Fig. 4: Comprehensive analysis of tumor segmentation performance and data scaling effects.
From: Large-scale generative tumor synthesis in computed tomography images for improving tumor recognition

a The overall Dice score comparisons with baseline tumor segmentation models8,48 --51, we conduct a five-fold evaluation on 12 downstream datasets (number of volumes n = 3686). Box plots show the mean (center), 25th and 75th percentiles (bounds of box), and minima to maxima (whiskers). Significance levels at which FreeTumor outperforms the baseline SwinUNETR51, with two-sided paired t test are ***p-values < 1 × 10−3 and ****p-values < 1 × 10−4. Exact p-values for the comparison between FreeTumor and SwinUNETR51 are: p-values = 6.048 × 10−7 for liver tumors, p-values = 4.017 × 10−7 for pancreas tumors, p-values = 1.043 × 10−5 for kidney tumors, p-values = 7.366 × 10−5 for lung tumors, and p-values = 9.062 × 10−4 for COVID-19. b Qualitative segmentation results of FreeTumor. The organ segmentation results are presented for better visualization. c–g The effectiveness of scaling up training datasets. We evaluate the correlation between the data scale of segmentation training datasets and segmentation performance. Specifically, the foundation models53,54,70 are unable to utilize unlabeled data in segmentation training.
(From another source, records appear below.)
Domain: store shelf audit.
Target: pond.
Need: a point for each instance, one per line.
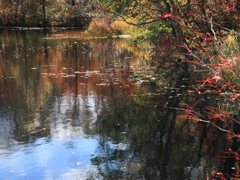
(77, 107)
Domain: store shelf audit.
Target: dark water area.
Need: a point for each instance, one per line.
(73, 107)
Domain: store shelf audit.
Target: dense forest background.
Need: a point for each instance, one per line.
(45, 13)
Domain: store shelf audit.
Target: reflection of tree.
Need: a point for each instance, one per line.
(48, 82)
(161, 145)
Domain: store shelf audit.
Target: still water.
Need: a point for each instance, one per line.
(70, 109)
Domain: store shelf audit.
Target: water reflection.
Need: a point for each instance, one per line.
(69, 110)
(51, 94)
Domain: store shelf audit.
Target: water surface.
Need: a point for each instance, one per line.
(74, 107)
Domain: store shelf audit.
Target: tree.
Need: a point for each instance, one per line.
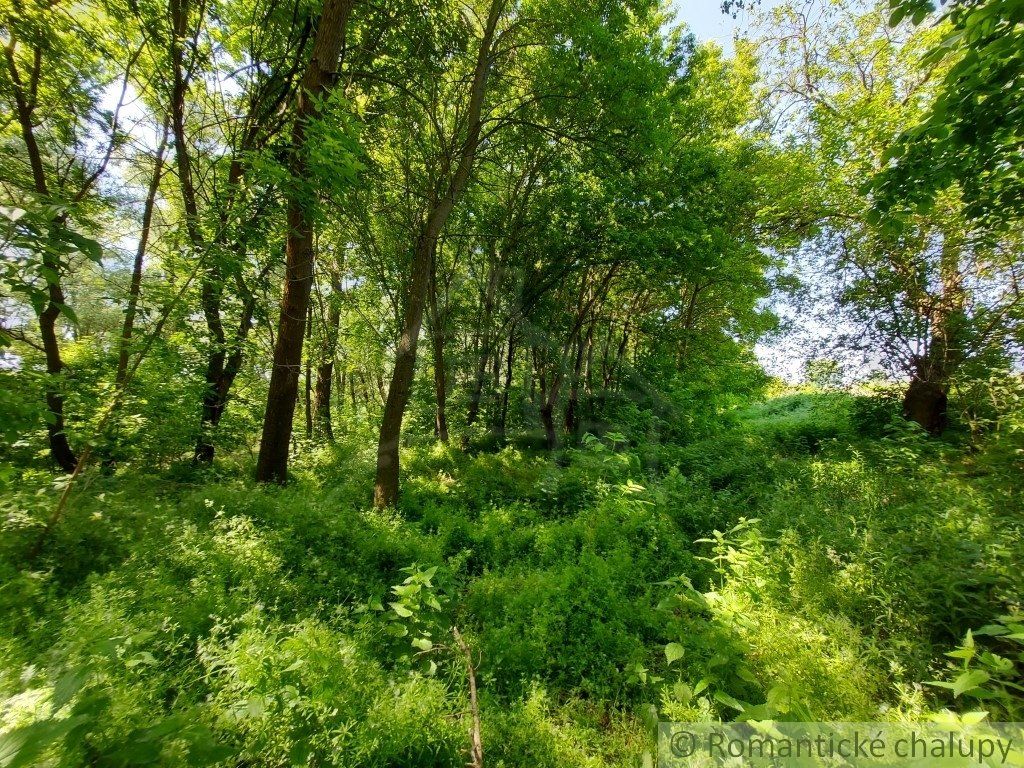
(930, 290)
(314, 90)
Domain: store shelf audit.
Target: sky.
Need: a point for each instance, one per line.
(706, 19)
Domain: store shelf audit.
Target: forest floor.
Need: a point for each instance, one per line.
(800, 564)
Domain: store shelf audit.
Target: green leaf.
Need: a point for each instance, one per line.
(969, 681)
(400, 609)
(673, 652)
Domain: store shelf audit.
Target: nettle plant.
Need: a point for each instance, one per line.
(414, 612)
(993, 679)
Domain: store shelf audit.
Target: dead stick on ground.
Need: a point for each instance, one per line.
(476, 748)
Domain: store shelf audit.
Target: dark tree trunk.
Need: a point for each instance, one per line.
(503, 412)
(136, 273)
(59, 446)
(271, 466)
(440, 372)
(572, 407)
(925, 402)
(386, 481)
(548, 420)
(326, 370)
(483, 348)
(309, 398)
(322, 399)
(25, 103)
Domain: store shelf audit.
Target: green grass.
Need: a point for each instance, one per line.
(178, 619)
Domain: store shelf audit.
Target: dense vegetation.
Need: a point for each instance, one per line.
(379, 381)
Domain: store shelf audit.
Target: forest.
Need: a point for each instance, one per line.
(482, 382)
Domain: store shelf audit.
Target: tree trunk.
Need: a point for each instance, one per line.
(25, 103)
(572, 407)
(925, 402)
(483, 349)
(503, 412)
(325, 372)
(548, 420)
(928, 395)
(136, 273)
(440, 374)
(386, 482)
(271, 465)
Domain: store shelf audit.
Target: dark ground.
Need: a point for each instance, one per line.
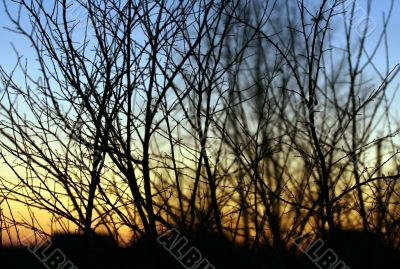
(356, 249)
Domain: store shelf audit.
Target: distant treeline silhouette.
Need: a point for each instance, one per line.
(241, 124)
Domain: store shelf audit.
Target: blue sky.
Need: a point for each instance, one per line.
(8, 57)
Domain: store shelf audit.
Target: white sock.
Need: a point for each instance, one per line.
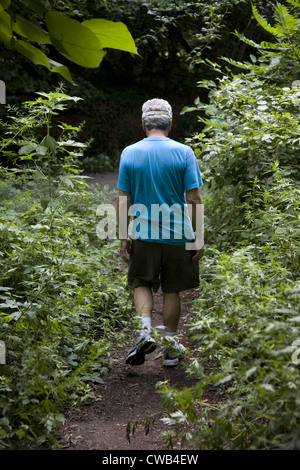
(145, 326)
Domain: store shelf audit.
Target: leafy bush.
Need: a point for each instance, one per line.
(246, 319)
(61, 295)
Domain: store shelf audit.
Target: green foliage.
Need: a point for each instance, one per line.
(81, 43)
(62, 297)
(245, 328)
(278, 61)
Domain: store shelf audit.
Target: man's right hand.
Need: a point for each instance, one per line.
(198, 254)
(125, 249)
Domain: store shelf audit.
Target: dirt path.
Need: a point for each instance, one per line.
(116, 419)
(128, 402)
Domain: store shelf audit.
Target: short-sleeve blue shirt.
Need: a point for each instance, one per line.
(157, 171)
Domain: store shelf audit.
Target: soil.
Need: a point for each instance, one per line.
(126, 412)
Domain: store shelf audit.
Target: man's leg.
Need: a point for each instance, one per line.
(171, 311)
(145, 344)
(143, 301)
(173, 350)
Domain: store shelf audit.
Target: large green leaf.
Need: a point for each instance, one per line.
(30, 31)
(111, 35)
(73, 40)
(39, 58)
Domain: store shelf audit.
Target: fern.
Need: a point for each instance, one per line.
(287, 23)
(263, 22)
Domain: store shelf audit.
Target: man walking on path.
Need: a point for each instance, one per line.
(158, 179)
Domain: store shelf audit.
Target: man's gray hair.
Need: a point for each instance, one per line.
(157, 114)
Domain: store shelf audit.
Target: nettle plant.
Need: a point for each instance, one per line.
(47, 149)
(61, 296)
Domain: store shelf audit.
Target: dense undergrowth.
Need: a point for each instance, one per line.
(246, 317)
(62, 296)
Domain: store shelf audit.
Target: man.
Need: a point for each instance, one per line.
(158, 179)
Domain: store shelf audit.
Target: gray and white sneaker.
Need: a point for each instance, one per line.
(143, 346)
(173, 353)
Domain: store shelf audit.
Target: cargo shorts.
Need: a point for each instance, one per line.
(158, 265)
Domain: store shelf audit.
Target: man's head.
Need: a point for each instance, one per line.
(157, 114)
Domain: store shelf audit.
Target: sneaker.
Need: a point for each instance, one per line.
(143, 346)
(173, 353)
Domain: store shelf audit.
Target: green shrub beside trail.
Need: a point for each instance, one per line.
(61, 295)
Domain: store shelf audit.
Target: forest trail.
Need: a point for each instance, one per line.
(126, 411)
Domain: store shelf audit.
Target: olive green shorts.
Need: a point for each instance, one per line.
(157, 265)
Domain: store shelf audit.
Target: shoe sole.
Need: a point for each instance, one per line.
(137, 357)
(171, 362)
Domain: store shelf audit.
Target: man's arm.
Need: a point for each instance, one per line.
(193, 197)
(123, 204)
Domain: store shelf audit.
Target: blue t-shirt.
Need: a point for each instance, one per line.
(157, 171)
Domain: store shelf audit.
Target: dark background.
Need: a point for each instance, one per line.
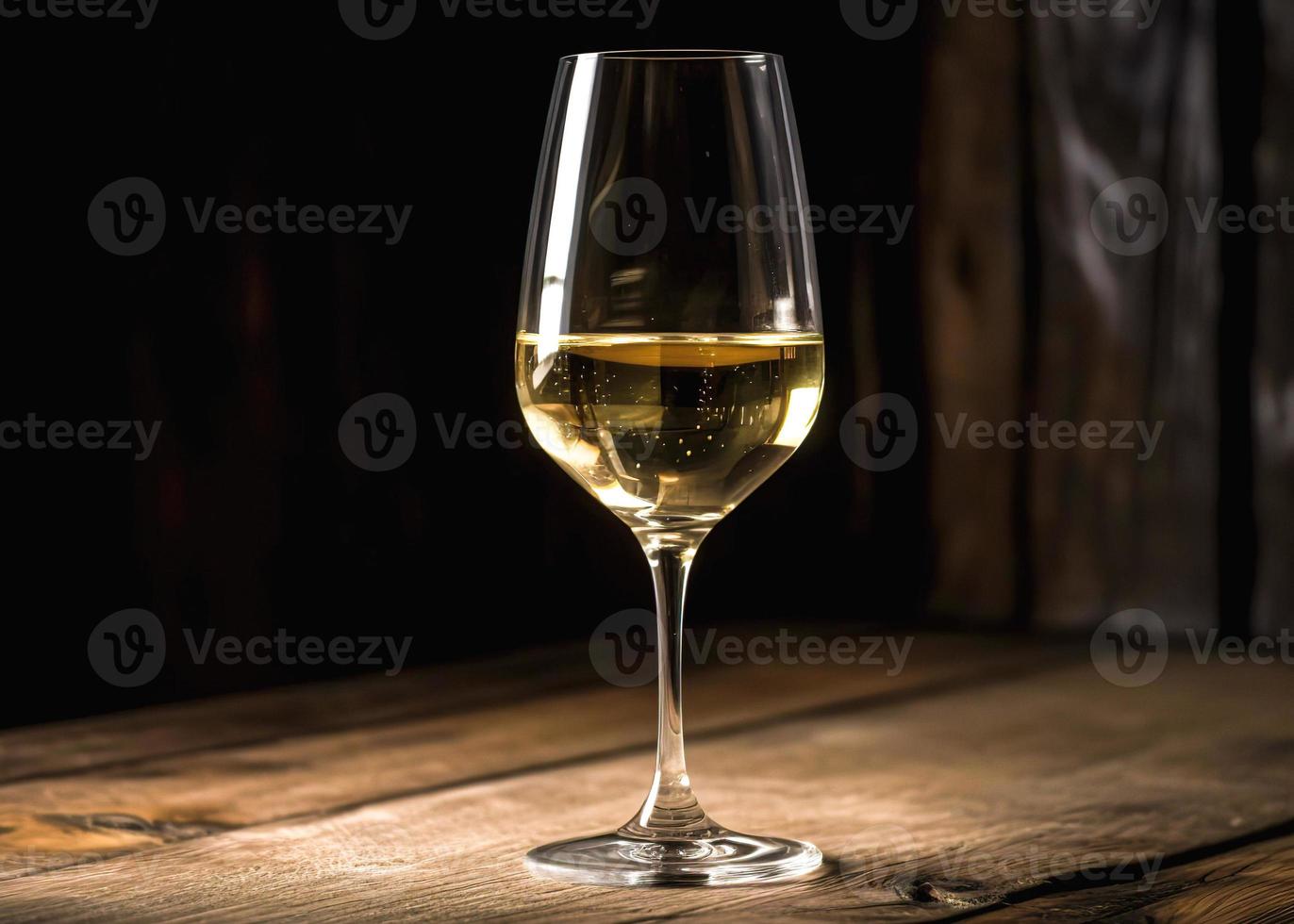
(247, 517)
Thus, their data scales of segmentation training datasets are the same as the baseline models8,48,49,50,51. h Comparisons between FreeTumor and previous methods8,38,46,48,49,50,51 in data utilization. We assess these methods across three dimensions: the scale of training datasets (number of CT volumes), the utilization of unlabeled data in synthesis training, and the utilization of unlabeled data in segmentation training. Source data are provided as a Source Data file.